Elbenau ist ein guter Ort zum Sterben. Die friedlichen Vormittage sind erfüllt von Fliederduft, vor den Fenstern der alten Leute zwitschern unbeirrbar die Vögel, und selbst durch die Neubausiedlungen mit ihren geputzten Eigenheimdächern weht diese Ewigkeitsstimmung: Wie schön unser vergängliches Leben ist! Elbenau liegt in Sachsen-Anhalt, wo man oft das Gefühl hat, hier lebten nur Rentner und Kinder. Schönebeck beispielsweise, die Kreisstadt, ist so still und grün wie ein Dorf. Wenn man sich dort auf eine Bank setzt und die Autos beobachtet, rollen in kürzester Zeit sämtliche 13 Pflegedienste des Landkreises vorbei.
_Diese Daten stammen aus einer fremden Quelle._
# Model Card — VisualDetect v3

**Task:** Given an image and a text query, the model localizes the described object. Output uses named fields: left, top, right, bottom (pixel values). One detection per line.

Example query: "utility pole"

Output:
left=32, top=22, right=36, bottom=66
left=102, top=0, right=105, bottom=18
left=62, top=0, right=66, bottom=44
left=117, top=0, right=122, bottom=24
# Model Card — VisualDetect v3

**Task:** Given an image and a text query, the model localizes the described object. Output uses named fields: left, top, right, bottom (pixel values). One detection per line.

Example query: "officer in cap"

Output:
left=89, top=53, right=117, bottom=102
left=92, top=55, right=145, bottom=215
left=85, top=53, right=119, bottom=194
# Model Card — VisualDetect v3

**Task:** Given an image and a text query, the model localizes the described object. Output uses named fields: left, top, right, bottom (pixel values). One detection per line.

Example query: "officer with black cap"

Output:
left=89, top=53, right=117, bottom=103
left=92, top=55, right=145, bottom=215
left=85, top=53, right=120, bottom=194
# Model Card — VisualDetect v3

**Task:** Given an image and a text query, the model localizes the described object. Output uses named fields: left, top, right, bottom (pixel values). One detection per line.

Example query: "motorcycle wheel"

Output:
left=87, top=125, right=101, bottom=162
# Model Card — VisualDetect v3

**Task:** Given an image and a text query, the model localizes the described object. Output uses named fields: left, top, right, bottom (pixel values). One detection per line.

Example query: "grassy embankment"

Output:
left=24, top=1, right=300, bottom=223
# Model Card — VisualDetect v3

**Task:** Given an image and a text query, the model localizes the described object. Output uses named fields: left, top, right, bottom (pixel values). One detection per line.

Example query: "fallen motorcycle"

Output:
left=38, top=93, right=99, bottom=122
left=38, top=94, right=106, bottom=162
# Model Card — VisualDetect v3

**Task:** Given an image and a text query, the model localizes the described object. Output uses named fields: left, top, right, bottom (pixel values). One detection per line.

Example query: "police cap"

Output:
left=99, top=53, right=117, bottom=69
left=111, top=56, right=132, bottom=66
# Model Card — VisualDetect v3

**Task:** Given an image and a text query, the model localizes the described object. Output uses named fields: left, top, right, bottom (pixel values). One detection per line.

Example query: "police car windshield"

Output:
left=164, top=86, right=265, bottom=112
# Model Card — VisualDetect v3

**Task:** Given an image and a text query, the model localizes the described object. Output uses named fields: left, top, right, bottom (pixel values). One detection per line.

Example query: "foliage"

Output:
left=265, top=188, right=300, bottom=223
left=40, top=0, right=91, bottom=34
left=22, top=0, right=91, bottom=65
Schwester Andrea macht aber nicht den Eindruck, als verrichte sie einen traurigen Job. Ihr Dienstauto ist weiß, ihr T-Shirt rot und ihr blondes Haar windgeföhnt. Wenn die 43-Jährige über die Landstraße brettert, vorm Ortseingang Elbenau runterschaltet, an der Eisdiele abbiegt und schließlich vor der Tür der nächsten Patientin hält, wirkt sie nicht wie die medizinische Fachkraft im Routineeinsatz. Eher wie eine Enkelin, die nach dem Rechten schaut. Sie redet gern mit ihren Patienten. »Dorftratsch baut auf«, sagt Schwester Andrea, die das Dorf liebt, weil es aus Menschen besteht.

Elbenau ist kein Fachwerkidyll, und Sachsen- Anhalt ist hier ziemlich platt. Im Ort fallen immer noch diese typisch ostdeutschen Nachwendekontraste auf. Blitzende Baumarktfenster und morsche Gartenzäune. Nagelneue Wegweiser vor grauen Fassaden. Schwester Andrea sagt, das Dorf sei vielleicht schlicht, aber sie könnte nirgendwo anders leben. Ende der Achtziger wohnte sie mal in Schönebeck, schrecklich städtisch! Nur ein Balkon statt des Gartens! Kein Osterfeuer und kein Dorffest, diese Anonymität!

Man versteht Schwester Andreas Begeisterung für Elbenau besser, wenn man bedenkt, dass im Dorf das Leben von Anfang bis Ende einen Rahmen hat. Dass man gemeinsam mit andern wächst und am Ende nicht ins Nichts hinein stirbt. Im Nachbarort Grünewalde steht das Haus, das ihr Urgroßvater 1936 baute und wo sie mit ihrer Familie heute wohnt. In Elbenau ging sie zehn Jahre lang zur Schule, und wenn im Winter der Schulbus ausfiel, trabte sie die anderthalb Kilometer von Dorf zu Dorf durch den Wald. Sie liebt den Weg noch heute.

Schwester Andrea hat zwanzig Jahre lang auf einer Intensivstation gearbeitet, bevor sie zum Pflegedienst wechselte, weil, wie sie sagt, in der Klinik das Menschliche zu kurz kam. »Ich bin zu meinem Kindheitstraum zurückgekehrt«, sagt sie, »schon in der Schule wollte ich wie die Gemeindeschwester Frau Dederow werden.« Was heißt Heimat? Dass man dort, wo man wohnt, verwurzelt ist. Schwester Andrea ist heute auf denselben Straßen unterwegs, wo sie einst ihren Mopedführerschein machte und mit Freunden zur Disko düste. »Das ist für mich Heimat, wenn ich morgens die Rapsfelder rieche und im Frühnebel die Silhouetten der Rehe sehe. Freiwillig würde ich niemals wegziehen.« Denn auf dem Dorf gehören Anfang und Ende noch zusammen. Elbenau ist eine gute Gegend zum Sterben. Zum Leben aber auch.